Travis Alabanza has a story to tell: A burger is thrown on Waterloo Bridge in London, mayonnaise sticks to a dress and no-one comes to help. On stage Alabanza appears from a large packing case with a ready-made kitchen, electrics and utensils; cardboard boxes and pink tape. The idea is to make a burger, find out what it’s like… “how it flies”. Alabanza says “I’m obsessed with this… I want to get agency… control”; to seek resolution with the weapon. Alabanza talks about choices “Hot dog or Burger?”, changes, differences and expectations. These themes are played out in the making of a burger: the bun, the patty, the trimmings. All these are analysed and explained in clever ways, cut, moulded and chopped to create a show.
There is droning background music as the audience enters, harsh backlighting, a feeling of menace. Alabanza lightens the mood with wisecracks and hand mime.

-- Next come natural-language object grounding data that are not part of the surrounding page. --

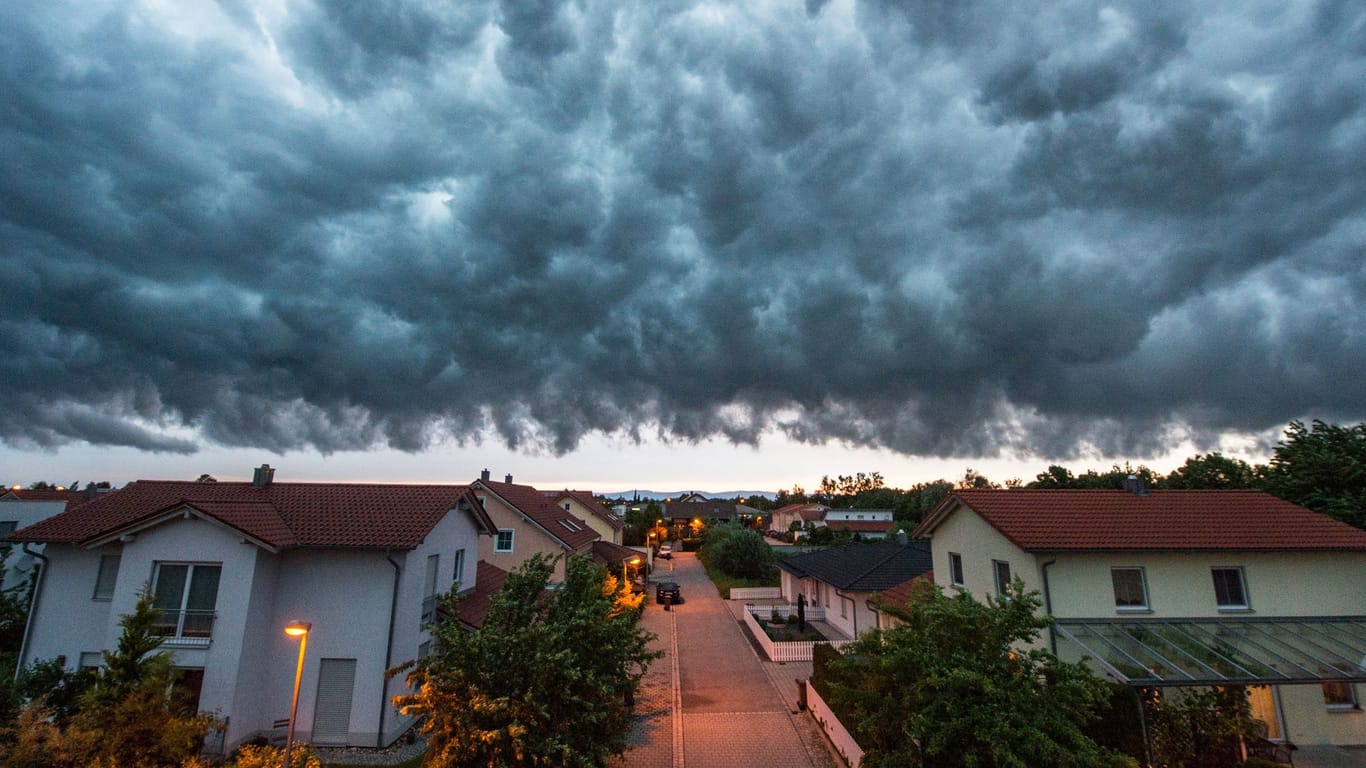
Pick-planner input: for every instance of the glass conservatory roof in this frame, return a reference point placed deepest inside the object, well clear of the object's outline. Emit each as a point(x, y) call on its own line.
point(1224, 651)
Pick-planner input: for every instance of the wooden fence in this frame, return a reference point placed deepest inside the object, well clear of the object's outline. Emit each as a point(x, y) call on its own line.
point(784, 651)
point(756, 592)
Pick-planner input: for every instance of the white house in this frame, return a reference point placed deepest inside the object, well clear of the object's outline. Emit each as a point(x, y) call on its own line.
point(231, 563)
point(21, 507)
point(1182, 588)
point(843, 580)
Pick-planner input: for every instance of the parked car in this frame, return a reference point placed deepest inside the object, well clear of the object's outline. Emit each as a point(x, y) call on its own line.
point(668, 592)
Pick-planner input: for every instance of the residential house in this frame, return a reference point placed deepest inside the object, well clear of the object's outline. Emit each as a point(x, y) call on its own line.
point(843, 580)
point(588, 509)
point(21, 507)
point(706, 513)
point(1180, 588)
point(529, 522)
point(230, 565)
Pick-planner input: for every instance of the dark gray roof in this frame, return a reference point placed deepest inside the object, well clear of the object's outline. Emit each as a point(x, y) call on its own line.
point(863, 567)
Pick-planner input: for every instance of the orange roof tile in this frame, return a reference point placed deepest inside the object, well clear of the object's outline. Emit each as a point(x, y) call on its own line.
point(280, 514)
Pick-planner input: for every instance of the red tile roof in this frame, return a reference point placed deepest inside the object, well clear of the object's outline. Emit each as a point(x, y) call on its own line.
point(861, 526)
point(474, 604)
point(571, 530)
point(1048, 519)
point(71, 498)
point(590, 502)
point(280, 514)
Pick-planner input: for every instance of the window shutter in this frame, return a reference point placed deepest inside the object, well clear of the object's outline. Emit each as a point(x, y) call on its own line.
point(332, 715)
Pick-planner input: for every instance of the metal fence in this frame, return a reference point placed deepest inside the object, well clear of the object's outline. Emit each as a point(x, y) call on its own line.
point(784, 651)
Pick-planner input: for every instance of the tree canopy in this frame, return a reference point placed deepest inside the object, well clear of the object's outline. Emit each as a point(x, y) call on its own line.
point(542, 682)
point(962, 683)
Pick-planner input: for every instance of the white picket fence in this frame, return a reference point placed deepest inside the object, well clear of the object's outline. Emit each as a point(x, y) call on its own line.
point(784, 651)
point(839, 735)
point(756, 592)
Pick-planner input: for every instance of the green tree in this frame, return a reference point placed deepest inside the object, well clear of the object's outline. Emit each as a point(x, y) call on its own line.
point(1322, 468)
point(962, 683)
point(131, 714)
point(544, 682)
point(1212, 472)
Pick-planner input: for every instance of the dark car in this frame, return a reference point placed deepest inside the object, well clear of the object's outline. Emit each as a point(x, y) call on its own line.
point(668, 592)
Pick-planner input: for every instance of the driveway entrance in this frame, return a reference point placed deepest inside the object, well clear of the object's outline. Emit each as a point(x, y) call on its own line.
point(712, 701)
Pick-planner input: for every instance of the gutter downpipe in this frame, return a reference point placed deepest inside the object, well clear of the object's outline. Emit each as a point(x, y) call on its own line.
point(33, 604)
point(1048, 608)
point(388, 648)
point(854, 606)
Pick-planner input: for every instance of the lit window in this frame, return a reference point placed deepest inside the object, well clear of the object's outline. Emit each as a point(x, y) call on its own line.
point(504, 540)
point(955, 569)
point(1340, 694)
point(1003, 577)
point(1230, 591)
point(186, 593)
point(1130, 589)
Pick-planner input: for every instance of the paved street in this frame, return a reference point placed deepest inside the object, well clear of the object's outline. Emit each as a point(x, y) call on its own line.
point(712, 701)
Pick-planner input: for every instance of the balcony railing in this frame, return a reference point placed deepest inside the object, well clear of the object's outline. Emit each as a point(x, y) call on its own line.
point(186, 629)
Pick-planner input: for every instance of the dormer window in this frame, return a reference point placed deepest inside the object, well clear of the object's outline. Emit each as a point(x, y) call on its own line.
point(1230, 589)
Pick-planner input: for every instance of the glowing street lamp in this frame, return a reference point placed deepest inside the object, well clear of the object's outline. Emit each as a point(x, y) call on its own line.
point(299, 630)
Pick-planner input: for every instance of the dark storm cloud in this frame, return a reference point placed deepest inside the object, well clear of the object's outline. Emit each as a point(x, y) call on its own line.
point(939, 227)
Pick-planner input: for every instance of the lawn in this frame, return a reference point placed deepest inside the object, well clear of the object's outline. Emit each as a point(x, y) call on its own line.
point(724, 582)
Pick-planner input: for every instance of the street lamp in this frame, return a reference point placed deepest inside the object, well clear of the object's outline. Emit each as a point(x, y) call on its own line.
point(299, 630)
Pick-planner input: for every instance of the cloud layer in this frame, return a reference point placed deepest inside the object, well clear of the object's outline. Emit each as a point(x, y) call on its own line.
point(939, 227)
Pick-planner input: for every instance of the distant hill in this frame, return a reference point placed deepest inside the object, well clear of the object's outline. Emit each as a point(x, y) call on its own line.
point(663, 495)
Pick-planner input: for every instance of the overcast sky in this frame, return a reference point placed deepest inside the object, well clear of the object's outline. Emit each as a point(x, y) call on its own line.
point(672, 239)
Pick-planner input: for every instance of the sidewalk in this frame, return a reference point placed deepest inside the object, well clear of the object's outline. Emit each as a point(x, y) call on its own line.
point(712, 701)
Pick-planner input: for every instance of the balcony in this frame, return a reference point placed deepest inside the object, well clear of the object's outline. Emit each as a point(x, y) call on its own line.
point(185, 629)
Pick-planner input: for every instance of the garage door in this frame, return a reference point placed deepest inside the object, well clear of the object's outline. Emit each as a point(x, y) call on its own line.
point(332, 715)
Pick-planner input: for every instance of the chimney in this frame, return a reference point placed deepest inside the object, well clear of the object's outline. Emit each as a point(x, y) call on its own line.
point(1134, 485)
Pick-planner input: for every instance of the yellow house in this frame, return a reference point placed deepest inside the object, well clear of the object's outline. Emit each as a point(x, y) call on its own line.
point(583, 506)
point(529, 522)
point(1180, 588)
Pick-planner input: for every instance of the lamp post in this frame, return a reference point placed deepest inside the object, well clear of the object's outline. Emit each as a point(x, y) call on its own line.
point(299, 630)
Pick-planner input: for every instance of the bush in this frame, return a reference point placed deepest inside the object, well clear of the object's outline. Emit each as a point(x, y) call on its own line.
point(267, 756)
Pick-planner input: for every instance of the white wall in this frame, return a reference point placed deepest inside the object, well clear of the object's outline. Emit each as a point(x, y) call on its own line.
point(66, 618)
point(23, 514)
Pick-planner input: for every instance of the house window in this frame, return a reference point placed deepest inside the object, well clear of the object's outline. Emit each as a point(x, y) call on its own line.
point(429, 591)
point(1130, 589)
point(1340, 694)
point(504, 540)
point(955, 569)
point(1230, 591)
point(186, 593)
point(1003, 577)
point(105, 577)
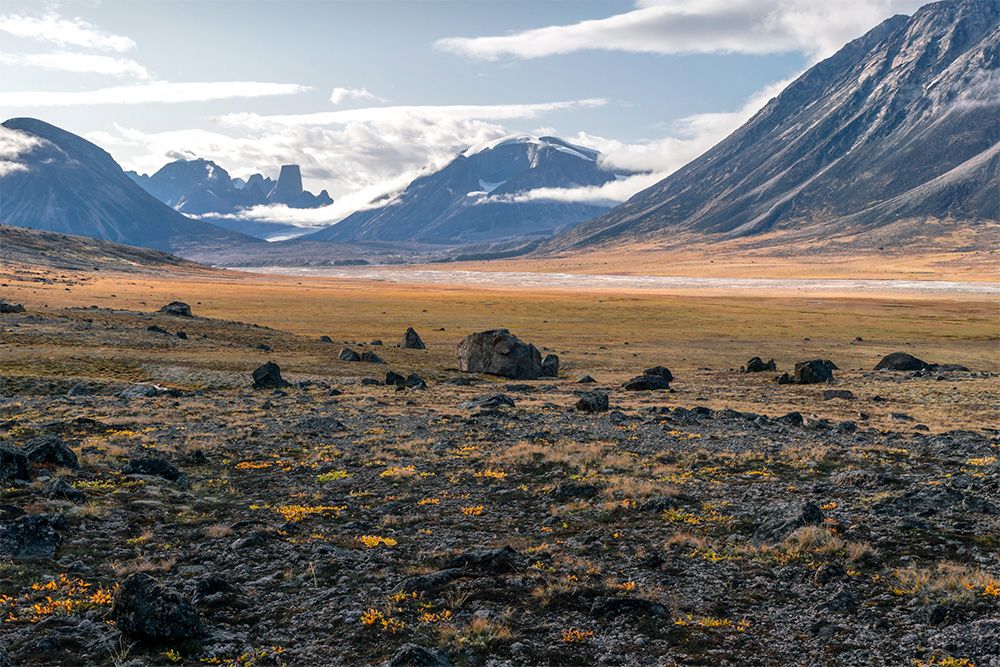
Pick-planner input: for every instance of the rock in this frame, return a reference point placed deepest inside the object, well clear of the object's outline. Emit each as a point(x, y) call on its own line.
point(901, 361)
point(757, 365)
point(152, 466)
point(550, 366)
point(268, 376)
point(593, 401)
point(30, 536)
point(177, 309)
point(814, 371)
point(52, 451)
point(371, 358)
point(786, 519)
point(411, 655)
point(347, 354)
point(13, 465)
point(830, 394)
point(488, 402)
point(146, 610)
point(412, 341)
point(504, 560)
point(60, 489)
point(498, 352)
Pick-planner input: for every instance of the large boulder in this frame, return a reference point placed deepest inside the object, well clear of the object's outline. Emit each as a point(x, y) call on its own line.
point(901, 361)
point(411, 341)
point(814, 371)
point(177, 309)
point(550, 365)
point(268, 376)
point(50, 450)
point(499, 352)
point(146, 610)
point(13, 465)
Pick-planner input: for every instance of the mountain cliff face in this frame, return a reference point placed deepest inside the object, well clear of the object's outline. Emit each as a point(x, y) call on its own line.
point(901, 123)
point(63, 183)
point(479, 196)
point(201, 187)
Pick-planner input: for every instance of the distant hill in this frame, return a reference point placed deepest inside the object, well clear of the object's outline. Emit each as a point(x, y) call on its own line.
point(900, 124)
point(66, 184)
point(476, 196)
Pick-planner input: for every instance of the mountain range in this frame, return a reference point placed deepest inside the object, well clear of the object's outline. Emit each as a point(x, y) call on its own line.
point(899, 124)
point(482, 195)
point(63, 183)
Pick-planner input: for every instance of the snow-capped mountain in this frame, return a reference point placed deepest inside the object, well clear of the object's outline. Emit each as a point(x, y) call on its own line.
point(63, 183)
point(200, 187)
point(484, 194)
point(900, 125)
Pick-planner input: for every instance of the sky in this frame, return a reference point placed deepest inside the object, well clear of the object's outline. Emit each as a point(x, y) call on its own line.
point(367, 95)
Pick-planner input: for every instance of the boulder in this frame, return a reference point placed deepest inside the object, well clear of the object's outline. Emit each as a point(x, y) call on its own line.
point(411, 340)
point(498, 352)
point(814, 371)
point(550, 366)
point(371, 358)
point(785, 519)
point(901, 361)
point(347, 354)
point(29, 536)
point(50, 450)
point(146, 610)
point(13, 465)
point(593, 401)
point(757, 365)
point(268, 376)
point(177, 309)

Beneath the blue boiler suit is a vivid dress and bright belt; Alabanza is disappointed at our modest response to the reveal but cheers up when the young audience is wowed by the high heels.
There are clever improvised lines thrown in amongst the emotive and forceful words of the script, and the contrasts work well. As do the historical references of non-binary figures and characters from diverse cultures. Alabanza taints this good work with occasional throw-away clichés which wouldn’t stand up to analysis, and needn’t do if Alabanza hadn’t made such a prominence of underpinning this show with factual argument. There is both criticism and use of stereotypes, sometimes in the same turn of phrase. The show relies heavily on audience participation to a degree that detracts from Alabanza’s natural talents as a performer and entertainer. The initial interplay between performer and audience volunteer works well though. Alabanza grows more monologic, the language more dense, as the show progresses; the satisfying subtleties of Alabanza’s script and Sam Curtis Lindsay’s direction suffer for this.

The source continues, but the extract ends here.